I did no such thing. In the comment I made that you replied to first I made two claims:
1. that it is not a given GPU use will be faster.
2. that for most text-heavy apps there's little reason for the text-rendering to be a bottleneck either way.
I stand by those.
> I don’t disagree that most of the time text rendering isn’t consuming a ton of resources, until it does.
My point is that the "until it does" is largely irrelevant, as even the most pathological case for a terminal is easily accommodated and in practice almost never occurs. And as you pointed out a lot of OS text rendering support is accelerated anyway (or will get there), which makes this largely moot anyway by making it a system concern rather than something an application ought to put effort into dealing with.
> I don’t disagree that many editors aren’t exactly optimized. None of that changes the benefits of offloading framebuffer work to the GPU.
The point is that the failure of prominent "accelerated" terminals to even match rxvt is a demonstration that spending the effort to write code that is far less portable is a poor tradeoff and tend to show that people writing these terminals rarely understand where the actual bottlenecks are.
> but by and large everyone already moved to the GPU
This is only true to the extent you're calling running on top of OS API's that have been accelerated as "moving to the GPU". The vast majority of terminal emulators and editors are still relying on generic APIs that may or may not be accelerated depending on where they're running. Only a small minority are targeting GPU specific APIs. In this context when people are talking about GPU accelerated editors or terminals, they're talking about the latter.

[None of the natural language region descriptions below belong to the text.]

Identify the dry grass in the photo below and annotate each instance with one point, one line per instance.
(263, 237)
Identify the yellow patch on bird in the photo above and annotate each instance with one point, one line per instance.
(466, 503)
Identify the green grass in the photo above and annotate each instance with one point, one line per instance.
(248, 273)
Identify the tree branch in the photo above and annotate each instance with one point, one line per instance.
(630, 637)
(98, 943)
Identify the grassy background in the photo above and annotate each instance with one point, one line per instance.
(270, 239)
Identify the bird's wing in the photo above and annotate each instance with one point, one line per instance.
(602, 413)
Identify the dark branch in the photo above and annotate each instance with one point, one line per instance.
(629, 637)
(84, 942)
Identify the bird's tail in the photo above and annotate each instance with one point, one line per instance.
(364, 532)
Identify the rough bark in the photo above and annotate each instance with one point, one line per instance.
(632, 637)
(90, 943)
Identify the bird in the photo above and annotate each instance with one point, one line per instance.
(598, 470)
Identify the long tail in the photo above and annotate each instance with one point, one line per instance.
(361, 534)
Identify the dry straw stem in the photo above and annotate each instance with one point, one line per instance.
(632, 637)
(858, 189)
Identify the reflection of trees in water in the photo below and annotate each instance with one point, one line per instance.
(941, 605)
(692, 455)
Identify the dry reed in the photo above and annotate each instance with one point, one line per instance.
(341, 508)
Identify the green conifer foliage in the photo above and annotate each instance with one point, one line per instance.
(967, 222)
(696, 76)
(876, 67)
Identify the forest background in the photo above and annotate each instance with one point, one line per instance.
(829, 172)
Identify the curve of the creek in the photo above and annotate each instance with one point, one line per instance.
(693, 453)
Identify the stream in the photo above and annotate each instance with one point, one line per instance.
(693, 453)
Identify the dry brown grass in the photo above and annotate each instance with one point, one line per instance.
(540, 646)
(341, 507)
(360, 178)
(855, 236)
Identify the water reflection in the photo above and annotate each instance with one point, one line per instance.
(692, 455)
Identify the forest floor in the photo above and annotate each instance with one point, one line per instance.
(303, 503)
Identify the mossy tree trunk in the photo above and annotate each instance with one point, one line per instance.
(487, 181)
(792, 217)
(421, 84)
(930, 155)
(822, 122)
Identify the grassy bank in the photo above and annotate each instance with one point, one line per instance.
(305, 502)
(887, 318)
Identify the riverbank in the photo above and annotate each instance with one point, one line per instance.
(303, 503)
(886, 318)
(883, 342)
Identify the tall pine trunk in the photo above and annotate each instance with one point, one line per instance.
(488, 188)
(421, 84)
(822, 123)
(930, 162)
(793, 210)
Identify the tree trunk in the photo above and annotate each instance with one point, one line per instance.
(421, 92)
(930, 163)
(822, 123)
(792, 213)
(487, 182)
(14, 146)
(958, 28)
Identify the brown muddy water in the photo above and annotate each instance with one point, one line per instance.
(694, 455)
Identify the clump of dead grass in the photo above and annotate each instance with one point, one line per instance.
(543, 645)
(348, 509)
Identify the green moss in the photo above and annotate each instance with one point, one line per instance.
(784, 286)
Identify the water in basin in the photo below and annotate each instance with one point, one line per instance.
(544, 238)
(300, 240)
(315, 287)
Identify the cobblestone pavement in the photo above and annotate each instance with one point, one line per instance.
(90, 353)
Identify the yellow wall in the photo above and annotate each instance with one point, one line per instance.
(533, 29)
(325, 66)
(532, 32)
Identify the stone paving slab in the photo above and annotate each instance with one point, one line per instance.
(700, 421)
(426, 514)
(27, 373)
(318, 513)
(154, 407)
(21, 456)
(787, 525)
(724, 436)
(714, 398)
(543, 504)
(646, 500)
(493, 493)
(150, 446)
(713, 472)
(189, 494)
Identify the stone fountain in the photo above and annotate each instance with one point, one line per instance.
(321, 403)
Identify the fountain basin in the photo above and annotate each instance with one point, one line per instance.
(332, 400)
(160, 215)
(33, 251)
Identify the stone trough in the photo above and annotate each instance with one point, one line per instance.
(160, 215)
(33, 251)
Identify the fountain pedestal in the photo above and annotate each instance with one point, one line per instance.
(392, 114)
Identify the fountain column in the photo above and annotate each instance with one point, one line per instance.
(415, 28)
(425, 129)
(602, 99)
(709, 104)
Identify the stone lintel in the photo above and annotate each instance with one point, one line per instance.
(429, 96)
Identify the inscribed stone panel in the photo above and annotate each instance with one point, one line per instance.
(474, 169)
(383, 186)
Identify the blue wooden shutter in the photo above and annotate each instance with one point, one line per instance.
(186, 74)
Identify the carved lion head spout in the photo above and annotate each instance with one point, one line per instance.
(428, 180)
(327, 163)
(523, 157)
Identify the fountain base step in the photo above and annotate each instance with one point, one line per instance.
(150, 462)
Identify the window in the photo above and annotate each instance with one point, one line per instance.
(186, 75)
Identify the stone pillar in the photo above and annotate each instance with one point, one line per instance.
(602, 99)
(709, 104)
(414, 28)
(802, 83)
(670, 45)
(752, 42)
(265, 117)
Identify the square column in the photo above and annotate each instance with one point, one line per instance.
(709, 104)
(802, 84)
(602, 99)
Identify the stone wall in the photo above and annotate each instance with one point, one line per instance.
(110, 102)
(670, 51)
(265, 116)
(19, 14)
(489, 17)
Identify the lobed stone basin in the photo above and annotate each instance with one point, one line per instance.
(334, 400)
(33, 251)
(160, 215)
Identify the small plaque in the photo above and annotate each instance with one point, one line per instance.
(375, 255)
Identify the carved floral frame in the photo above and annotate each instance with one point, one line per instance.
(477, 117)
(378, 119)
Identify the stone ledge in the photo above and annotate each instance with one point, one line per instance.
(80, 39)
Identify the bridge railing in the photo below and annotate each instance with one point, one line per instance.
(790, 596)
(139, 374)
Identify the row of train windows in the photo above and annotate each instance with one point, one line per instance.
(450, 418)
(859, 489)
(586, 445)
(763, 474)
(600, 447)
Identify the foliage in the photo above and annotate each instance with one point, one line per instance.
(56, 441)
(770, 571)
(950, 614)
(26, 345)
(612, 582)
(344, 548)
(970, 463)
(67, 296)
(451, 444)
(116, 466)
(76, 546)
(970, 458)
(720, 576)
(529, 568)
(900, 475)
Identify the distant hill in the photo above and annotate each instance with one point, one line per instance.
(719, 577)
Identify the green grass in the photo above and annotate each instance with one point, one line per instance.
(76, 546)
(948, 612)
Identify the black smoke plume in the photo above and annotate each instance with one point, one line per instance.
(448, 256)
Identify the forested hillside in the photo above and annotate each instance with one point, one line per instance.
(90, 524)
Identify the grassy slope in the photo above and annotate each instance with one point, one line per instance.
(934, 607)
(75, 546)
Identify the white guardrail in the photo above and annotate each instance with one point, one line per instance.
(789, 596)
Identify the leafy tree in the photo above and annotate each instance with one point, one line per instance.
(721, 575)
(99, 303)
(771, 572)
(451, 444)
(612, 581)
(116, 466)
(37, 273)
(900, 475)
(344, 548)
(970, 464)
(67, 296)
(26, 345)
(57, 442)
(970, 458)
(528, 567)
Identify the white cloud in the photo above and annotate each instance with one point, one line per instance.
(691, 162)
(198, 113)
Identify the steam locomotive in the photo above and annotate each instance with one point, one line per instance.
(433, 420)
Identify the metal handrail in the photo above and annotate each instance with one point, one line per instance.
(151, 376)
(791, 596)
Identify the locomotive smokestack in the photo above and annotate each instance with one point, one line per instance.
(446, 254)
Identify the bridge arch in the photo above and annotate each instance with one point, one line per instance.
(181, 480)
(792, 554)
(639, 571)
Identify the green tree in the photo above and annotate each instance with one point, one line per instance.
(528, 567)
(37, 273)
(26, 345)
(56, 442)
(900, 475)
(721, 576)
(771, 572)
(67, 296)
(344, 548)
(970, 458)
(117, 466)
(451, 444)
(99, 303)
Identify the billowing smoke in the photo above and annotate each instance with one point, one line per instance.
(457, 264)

Standard frameworks give you text frames with minimal hooks to customize them and "good enough" performance. They're great for dumping a log file to or for small documents, but when you want the fine control of a text editor that can handle big files, you need to roll your own.
GPU acceleration of the text editing viewport, which will not show much more than 100 lines of text at any time, has almost nothing to do with the issues in editing large files.
I suppose "good performance" is subjective. I run VS Code on a 4k (well, 3840-by-2160) monitor attached to a ThinkPad T440, and the performance is acceptable. The CPU does get busier, but not by much.
Though, the biggest limitation is that the framerate is only 30Hz since the HDMI version is older on that laptop, so maybe that has something to do with it as well.
VS Code certainly uses GPU accelerated rendering, it's an Electron app after all. Though yes only needing to hit 30 FPS to not be the bottleneck in your case does make things a bit moot.
You could get good performance with CPU rendering on machines several orders of magnitude slower than what we had today to screens that certainly did not have as many orders of magnitude fewer pixels.
It's the right choice. Otherwise you're wasting power for no reason. The only reason not to use the GPU is driver bugs, usually on Linux, that cause it to use more energy than the CPU.
Learning, as it reads on the page. GPU programming is hard, and splitting work between CPU and GPU is too, at least if you try to make the program go faster.